The Independent understands that the trip is being planned to coincide with a visit the US president is making to a Nato summit in Brussels.
But activists have had plans for major demonstrations laid out for months in expectation of the US leader's visit to the UK.
The trip – coming after French president Emmanuel Macron’s successful visit to Washington this week – is being called a ‘working visit’ meaning it will not carry the full pomp and ceremony of a state visit, though Downing Street said one of those was also still being planned.
Sources confirmed to The Independent on Wednesday that the “working visit” is set to go ahead in July, with the likely date being Friday 13 July.
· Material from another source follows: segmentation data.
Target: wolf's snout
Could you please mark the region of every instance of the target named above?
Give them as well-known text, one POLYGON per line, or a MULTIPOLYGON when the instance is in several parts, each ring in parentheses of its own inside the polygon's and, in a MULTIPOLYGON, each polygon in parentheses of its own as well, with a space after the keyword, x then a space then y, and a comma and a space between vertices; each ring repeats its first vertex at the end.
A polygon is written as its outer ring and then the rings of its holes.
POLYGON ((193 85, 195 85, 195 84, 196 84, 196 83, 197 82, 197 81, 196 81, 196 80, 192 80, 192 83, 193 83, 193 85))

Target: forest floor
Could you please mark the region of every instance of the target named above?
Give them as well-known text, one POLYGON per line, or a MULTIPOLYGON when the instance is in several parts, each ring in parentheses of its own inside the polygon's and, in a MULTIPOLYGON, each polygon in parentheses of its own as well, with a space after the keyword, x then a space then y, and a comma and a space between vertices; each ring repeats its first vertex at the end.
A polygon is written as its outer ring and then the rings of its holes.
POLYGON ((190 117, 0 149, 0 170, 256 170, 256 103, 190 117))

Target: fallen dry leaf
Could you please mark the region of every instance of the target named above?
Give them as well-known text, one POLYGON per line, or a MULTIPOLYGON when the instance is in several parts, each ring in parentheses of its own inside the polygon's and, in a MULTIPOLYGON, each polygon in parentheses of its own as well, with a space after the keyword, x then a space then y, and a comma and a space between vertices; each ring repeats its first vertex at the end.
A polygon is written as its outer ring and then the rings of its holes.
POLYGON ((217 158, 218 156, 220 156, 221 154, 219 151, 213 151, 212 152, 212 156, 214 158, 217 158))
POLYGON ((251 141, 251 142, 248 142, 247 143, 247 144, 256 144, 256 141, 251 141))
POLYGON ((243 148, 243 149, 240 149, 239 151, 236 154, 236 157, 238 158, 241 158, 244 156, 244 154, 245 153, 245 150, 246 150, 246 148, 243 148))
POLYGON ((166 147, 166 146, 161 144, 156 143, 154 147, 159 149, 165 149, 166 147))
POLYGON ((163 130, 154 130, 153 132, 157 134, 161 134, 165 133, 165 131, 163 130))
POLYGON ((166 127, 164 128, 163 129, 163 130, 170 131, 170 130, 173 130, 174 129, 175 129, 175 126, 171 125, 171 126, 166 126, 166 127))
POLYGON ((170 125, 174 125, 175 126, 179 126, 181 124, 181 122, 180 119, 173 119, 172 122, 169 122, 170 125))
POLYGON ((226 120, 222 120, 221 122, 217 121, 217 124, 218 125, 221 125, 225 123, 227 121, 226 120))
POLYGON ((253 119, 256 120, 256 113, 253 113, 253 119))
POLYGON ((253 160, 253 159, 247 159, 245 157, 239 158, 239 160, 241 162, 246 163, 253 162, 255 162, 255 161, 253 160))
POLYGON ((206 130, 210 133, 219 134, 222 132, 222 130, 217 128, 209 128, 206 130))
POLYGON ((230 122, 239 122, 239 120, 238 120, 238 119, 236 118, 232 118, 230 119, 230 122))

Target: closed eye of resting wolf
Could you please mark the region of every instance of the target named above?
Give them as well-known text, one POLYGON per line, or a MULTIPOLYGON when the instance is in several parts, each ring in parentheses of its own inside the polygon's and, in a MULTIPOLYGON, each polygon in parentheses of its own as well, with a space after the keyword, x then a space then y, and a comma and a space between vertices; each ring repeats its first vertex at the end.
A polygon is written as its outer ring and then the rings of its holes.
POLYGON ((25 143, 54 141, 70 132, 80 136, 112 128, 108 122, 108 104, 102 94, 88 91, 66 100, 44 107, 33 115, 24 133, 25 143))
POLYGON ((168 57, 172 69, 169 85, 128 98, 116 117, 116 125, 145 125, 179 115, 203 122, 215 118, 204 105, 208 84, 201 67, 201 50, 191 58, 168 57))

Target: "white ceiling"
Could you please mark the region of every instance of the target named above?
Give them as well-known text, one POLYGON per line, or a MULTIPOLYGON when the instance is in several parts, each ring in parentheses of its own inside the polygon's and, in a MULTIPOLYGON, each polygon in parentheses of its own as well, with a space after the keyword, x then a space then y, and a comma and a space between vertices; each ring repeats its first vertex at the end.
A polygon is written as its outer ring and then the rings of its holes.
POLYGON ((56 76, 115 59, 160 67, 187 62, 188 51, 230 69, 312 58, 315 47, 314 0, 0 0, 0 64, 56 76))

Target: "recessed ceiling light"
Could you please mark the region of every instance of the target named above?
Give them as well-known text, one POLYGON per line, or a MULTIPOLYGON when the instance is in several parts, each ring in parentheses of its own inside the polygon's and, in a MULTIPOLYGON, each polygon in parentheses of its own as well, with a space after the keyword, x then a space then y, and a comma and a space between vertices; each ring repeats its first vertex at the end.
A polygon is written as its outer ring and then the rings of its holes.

The claims were corroborated by other reports in the UK and in the US, while Downing Street did little to deny them.
A Number 10 spokesman said: “When the prime minister and the president met at Davos, they said their officials were going to be putting together a working visit, and we will announce the details of that in due course.”
However, Whitehall sources also told The Independent that the planned trip is subject to White House decision-making and could still be cancelled.
Mr Trump has cancelled a previously planned trip to London to open the US embassy in January, criticising its move from Grosvenor Square to an “off location” south of the Thames as a “bad deal”.
But news reports at the time suggested that the threat of mass protests may have played a part in the cancellation.
Fear of bad publicity is also thought to have been behind the lack of progress in scheduling the state visit, which Theresa May invited the president to in January 2017.
It was reported that Buckingham Palace had raised concerns that protests against Mr Trump could affect the Queen’s image, with the monarch having to host leaders invited on state visits.
The prime minister delivered the invitation when she became the first world leader to visit Mr Trump after he was inaugurated, on a trip in which she was pictured holding hands with the president in the White House garden.
Afterwards their relationship waned, with the pair publicly clashing after the president decided to use his Twitter account to promote anti-Islamic propaganda videos from a far-right British group.
Things seemed to have improved with the president backing Ms May’s drive for action against Russia in the wake of the Salisbury attack and the united front over action in Syria.
But it has not gone unnoticed in Whitehall that Mr Macron has formed a close relationship with the US president, culminating in a trip to Washington this week.
Social media was already buzzing with talk of UK anti-Trump protests to coincide with the trip, with campaigners having promised a “march of millions” if the US president comes.